Achieving high-precision control of the rams (within 0.1 mm), which enables features that reduce critical path test time and reduce wear on elastomers.
Manufacturing is commencing for a full-scale, field-configured version of the shear ram actuators, with testing scheduled for December 2025.
BENEFITS OF AN ELECTRIFIED SUBSEA BOP
While hydraulic BOPs have enabled the execution of many challenging projects, this same technology inhibits oil and gas operators and rig contractors from unlocking a significant amount of value.
Critical path time savings. To begin, conversion to an electric BOP can enable an operator to save $22 million per year in OPEX, per floating rig in the Gulf of Mexico, by reducing the time spent on critical path testing. Completing projects in less time also can reduce carbon footprint. The opportunities for time savings are discussed below.

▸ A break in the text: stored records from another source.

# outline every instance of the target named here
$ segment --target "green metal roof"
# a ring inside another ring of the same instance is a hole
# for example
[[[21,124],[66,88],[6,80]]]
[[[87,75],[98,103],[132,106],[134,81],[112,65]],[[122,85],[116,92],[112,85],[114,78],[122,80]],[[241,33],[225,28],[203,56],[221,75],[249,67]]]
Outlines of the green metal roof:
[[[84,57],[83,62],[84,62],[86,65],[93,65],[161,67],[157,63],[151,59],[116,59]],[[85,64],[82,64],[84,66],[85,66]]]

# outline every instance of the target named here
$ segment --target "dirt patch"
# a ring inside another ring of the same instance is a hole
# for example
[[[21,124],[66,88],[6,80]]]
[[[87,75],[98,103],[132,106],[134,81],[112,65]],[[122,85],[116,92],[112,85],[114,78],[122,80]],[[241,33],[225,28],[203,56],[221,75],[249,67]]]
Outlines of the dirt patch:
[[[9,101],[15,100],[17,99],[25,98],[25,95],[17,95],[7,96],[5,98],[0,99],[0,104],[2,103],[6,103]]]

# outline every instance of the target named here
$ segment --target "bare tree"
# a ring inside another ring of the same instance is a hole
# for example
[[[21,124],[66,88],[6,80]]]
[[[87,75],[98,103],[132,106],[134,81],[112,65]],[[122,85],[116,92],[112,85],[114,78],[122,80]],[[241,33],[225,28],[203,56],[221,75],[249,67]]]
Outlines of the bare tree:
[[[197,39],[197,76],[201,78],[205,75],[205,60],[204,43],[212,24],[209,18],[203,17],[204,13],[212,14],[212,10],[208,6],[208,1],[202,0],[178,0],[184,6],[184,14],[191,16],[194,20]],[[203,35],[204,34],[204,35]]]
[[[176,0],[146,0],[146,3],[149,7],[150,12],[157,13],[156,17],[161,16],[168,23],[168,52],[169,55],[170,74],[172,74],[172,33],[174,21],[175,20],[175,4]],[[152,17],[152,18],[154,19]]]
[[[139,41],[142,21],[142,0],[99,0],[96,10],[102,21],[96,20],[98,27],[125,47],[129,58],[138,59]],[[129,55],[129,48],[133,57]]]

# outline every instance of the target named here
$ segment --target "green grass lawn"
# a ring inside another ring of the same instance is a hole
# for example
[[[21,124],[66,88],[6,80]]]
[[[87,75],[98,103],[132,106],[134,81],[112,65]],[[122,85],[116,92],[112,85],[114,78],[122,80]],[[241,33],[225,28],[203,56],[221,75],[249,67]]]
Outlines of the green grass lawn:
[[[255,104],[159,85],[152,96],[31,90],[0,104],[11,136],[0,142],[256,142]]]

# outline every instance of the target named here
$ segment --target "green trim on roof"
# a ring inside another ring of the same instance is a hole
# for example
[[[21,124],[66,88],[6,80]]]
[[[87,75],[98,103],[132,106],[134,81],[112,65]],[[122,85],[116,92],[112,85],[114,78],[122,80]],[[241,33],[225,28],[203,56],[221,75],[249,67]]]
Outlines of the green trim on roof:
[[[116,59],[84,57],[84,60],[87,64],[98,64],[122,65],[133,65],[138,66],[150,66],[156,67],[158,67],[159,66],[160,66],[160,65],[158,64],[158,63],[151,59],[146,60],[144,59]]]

Prior to the deployment of an SSBOP stack, a required hydraulic pressure test program must be executed with mandatory hold periods. This entire program can be replaced with an electrical continuity check, which can ascertain the integrity of the electric control system almost instantaneously.
Existing BOPs require drilling to stop for weekly function testing, because pressurizing hydraulic BOP actuators results in the wellbore being obstructed. However, with an electric BOP, high-precision control is used to extend and retract each BOP function just a fraction of an inch, without ever encroaching on the wellbore. This feature is referred to as micro-testing. Under such circumstances, each BOP function can be tested in parallel to drilling ahead, resulting in the elimination of lost critical path time. Furthermore, micro-testing substantially reduces unnecessary wear on elastomer wellbore seals, which are not intended to be tested during a weekly function test.
The implementation of an electric control system creates an opportunity to update the industry’s pressure testing policies to reflect the implementation of modern technology. Under such conditions, there is an opportunity to extend pressure test intervals to a period longer than the generally accepted 21 days. The justification for this extension is based on the fact that electric control systems are inherently simpler in nature, compared to their hydraulic counterparts, while being comprised of components with statistically higher reliability ratings.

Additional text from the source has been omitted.